A friend of mine says FEAR stands for F— Everything And Run. I tend to agree. This week some fear has been coming up for me. Old, residual fear about money, the future, blah, blah, blah. I’ve been tapping along to Brad Yates’ “Fear And Panic Right Now,” and I’ve realized I don’t need my f— everything and run response anymore. Fear does not keep me safe. Fear does not help me handle a situation. Fear doesn’t do anything except make me afraid.
Some people (myself included) have said fear is necessary. That fear keeps us alive because it stops us from sticking our hand in a fire or handling poisonous snakes. That fear is our survival mechanism.
“The reason why you don’t put your hand in the fire is not because of fear, it’s because you know that you’ll get burned. You don’t need fear to avoid unnecessary danger – just a minimum of intelligence and common sense. For such practical matters, it is useful to apply the lessons learned in the past. . .The psychological condition of fear is divorced from any concrete and immediate danger. . .This kind of psychological fear is always of something that might happen, not of something that is happening now. You are in the here and now, while your mind is in the future.”
I realize a lot of my fear centers on “what ifs.” What if I get laid off? What if that cute boy calls me? What if he doesn’t call me? What if I don’t meet my deadlines? What if I miss my flight? As Tolle (and Brad Yates, and ok, a ton of other people) say, if those situations come up, I’ll handle them. If I get laid off I’ll go on unemployment, or get another job, or move in with a friend. That fear response? I don’t need it. Not even a little bit.
I am more safe than I can imagine. I am more secure than I know. I am already provided for and loved. I am allowed to move through life with ease and grace and joy. When I feel afraid it’s my opportunity to come back to the present moment. It’s my chance to ask myself, “Are you freaking out about the future? Or something to be dealt with right now?” If it’s right now I’ll deal with it right now. Being afraid or not afraid doesn’t preclude me from taking action. I’m going to take the action no matter what. Not being afraid though? Sure is more fun. And I’ll probably be more clear-headed about my decision.
This is me releasing any remaining fear.
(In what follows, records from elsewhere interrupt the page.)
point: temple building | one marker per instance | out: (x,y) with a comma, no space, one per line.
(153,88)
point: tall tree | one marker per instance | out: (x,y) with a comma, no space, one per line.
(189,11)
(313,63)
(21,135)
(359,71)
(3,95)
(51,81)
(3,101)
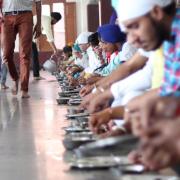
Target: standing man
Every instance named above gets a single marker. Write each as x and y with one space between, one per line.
47 23
18 19
3 68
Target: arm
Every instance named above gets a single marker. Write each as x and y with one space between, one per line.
53 47
137 62
37 28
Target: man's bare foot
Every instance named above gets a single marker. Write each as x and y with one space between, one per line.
4 87
15 88
25 94
38 78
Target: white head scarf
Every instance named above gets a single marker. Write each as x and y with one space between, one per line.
127 52
130 9
83 38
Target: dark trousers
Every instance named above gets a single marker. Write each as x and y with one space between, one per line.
35 60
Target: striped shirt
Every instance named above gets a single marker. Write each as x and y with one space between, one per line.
171 48
17 5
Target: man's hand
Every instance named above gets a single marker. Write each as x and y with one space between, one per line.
86 90
139 111
37 31
161 145
86 100
100 101
97 120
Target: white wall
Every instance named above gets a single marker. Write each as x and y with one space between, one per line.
81 13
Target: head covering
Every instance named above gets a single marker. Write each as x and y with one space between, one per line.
130 9
113 18
127 52
83 38
76 48
111 33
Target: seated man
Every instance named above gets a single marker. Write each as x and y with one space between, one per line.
111 42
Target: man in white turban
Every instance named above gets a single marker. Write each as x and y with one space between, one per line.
150 24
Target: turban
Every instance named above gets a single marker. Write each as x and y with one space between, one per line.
83 38
130 9
111 33
76 48
127 52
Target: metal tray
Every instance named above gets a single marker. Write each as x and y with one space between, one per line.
132 169
74 110
99 162
76 129
74 102
85 114
62 100
74 140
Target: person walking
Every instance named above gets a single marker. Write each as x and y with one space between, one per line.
18 19
47 26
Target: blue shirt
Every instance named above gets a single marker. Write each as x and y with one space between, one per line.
171 50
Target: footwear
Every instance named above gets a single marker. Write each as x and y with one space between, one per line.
38 78
4 87
25 95
15 87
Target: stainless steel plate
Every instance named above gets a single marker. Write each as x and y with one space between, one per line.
134 168
99 162
76 129
85 114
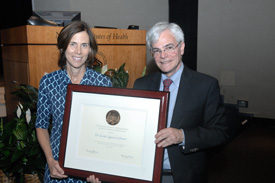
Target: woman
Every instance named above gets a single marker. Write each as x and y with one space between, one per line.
78 48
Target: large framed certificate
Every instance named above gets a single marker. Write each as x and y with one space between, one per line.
110 133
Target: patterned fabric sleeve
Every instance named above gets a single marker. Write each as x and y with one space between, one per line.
43 105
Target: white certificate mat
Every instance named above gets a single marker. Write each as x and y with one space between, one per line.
112 134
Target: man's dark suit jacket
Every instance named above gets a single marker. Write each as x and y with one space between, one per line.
199 112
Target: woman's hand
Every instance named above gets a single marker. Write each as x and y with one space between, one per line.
92 179
55 170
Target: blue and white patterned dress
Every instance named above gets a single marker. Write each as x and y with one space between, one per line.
51 102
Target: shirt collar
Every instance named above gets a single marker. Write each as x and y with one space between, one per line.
175 77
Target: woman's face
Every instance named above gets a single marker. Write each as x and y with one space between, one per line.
78 50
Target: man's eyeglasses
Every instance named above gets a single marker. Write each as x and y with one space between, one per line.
169 49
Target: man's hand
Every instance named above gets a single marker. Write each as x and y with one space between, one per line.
168 136
55 170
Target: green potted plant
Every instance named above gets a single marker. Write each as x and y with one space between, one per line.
119 77
20 150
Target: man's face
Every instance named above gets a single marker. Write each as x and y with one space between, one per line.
168 61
This is me recognizing fear comes from a gap in my mind between me in the now and me in the future. And all there is, my friend, is now. Ram Dass
said it best more than 40 years ago, “Be Here Now.” That’s what I want, to be here now.
I dream of a world without fear. I dream of a world where we all feel safe, secure and protected. I dream of a world where we move through life feeling ease and grace and joy. A world where we take the next right action and then the next, staying present with each step along the way. A world where we allow ourselves to be who we are because fear is no longer a part of the equation.
Another world is not only possible, it’s probable.